The destruction of Battlefleet Crythe was not the only reason the Warmaster had ordered Solace taken first. Just as important as the death of the orbital defenders was the preservation of the population below. Had Lord Admiral Valiance Arventaur been more familiar with the Archenemy – instead of spending most of his career fighting eldar raiders – he might have turned the guns of his beloved Sword of the God-Emperor on Solace itself, destroying the population centres of the penal world and denying the Warmaster his prize. Ultimately, this would have done much more to save the Crythe Cluster.
But, of course, he had not. He had died with a sword in his heart, whispering incoherent curses at his murderer.
The Chaos fleet hung in space around a world with almost a million prisoners: rapists, murderers, heretics, thieves, mutants and criminals of a thousand other stripes – all held in appalling conditions and discarded by an Imperium that loathed them for their deviance.

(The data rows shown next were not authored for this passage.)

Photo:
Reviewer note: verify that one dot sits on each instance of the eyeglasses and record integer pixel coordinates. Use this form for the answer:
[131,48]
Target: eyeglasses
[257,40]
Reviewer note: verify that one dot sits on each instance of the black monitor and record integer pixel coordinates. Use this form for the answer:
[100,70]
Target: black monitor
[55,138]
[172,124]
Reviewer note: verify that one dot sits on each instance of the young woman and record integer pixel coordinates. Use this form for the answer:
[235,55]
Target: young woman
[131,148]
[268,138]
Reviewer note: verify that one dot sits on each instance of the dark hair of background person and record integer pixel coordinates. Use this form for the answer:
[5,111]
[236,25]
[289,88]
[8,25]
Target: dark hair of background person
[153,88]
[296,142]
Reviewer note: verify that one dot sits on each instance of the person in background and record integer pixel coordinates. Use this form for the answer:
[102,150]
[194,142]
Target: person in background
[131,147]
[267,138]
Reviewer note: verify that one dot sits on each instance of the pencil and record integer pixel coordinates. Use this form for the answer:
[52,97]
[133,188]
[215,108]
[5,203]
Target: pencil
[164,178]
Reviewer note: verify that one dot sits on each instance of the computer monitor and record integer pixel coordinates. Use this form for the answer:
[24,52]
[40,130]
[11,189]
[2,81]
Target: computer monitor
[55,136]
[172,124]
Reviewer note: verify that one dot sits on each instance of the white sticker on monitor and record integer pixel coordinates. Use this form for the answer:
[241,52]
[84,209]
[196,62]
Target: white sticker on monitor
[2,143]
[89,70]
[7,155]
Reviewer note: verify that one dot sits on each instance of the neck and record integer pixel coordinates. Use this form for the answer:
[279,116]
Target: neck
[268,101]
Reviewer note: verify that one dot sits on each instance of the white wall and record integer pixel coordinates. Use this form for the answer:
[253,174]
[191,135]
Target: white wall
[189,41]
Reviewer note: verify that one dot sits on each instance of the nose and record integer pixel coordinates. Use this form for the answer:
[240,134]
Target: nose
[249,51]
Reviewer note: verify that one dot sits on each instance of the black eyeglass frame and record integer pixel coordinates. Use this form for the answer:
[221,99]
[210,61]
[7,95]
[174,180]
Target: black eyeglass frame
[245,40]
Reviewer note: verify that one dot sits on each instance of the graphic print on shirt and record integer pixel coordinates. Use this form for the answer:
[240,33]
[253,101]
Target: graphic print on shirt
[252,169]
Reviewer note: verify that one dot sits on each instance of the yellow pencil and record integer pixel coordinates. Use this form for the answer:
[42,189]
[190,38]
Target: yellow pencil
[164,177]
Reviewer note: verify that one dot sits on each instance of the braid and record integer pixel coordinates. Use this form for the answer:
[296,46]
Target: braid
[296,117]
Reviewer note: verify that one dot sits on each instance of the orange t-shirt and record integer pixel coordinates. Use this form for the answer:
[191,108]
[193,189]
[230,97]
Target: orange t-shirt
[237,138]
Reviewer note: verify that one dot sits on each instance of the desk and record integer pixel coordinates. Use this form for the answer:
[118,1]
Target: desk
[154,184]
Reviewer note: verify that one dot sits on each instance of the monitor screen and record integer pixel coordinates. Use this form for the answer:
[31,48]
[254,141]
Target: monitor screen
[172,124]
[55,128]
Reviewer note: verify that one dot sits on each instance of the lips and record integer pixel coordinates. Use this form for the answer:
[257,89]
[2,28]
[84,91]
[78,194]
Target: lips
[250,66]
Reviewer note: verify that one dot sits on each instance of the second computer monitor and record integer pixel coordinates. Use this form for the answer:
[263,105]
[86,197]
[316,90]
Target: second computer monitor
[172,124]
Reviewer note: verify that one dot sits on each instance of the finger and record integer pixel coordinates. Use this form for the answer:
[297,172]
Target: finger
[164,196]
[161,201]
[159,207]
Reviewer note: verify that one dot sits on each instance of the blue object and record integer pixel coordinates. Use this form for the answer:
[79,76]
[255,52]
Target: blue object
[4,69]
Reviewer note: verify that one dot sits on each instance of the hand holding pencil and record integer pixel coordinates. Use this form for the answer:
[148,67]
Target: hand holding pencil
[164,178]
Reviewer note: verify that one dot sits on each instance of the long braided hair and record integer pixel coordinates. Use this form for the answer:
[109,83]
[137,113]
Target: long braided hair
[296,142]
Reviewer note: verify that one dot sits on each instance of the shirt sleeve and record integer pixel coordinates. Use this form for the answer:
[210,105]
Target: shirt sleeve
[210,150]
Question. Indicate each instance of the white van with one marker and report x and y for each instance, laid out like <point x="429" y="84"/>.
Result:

Within the hour, while the hulks of Battlefleet Crythe were still flaming wrecks in space, the Warmaster’s troopships began their landing. On the surface, hundreds of thousands of potential new warriors watched the skies burn, staring up through the windows of their cells as deliverance – and freedom – came for them.
VII
THE SURFACE OF SOLACE
‘‘Talos. The prophet of the Night Lords. Bring him to me.’
– Abaddon the Despoiler
Commander of the Black Legion,
Warmaster of Chaos
Talos and Xarl locked blades.
The sparring chamber was, like most of the Covenant, a shadow of its former activity. In the centre of the chamber, which was tiered and inclined much like a gladiatorial arena, the two Astartes duelled alone, Talos’s deactivated power sword clashing against Xarl’s stilled chainblade. With respect to the weapons’ machine-spirits, the brothers practised with their own swords instead of practice blades, but kept them unpowered.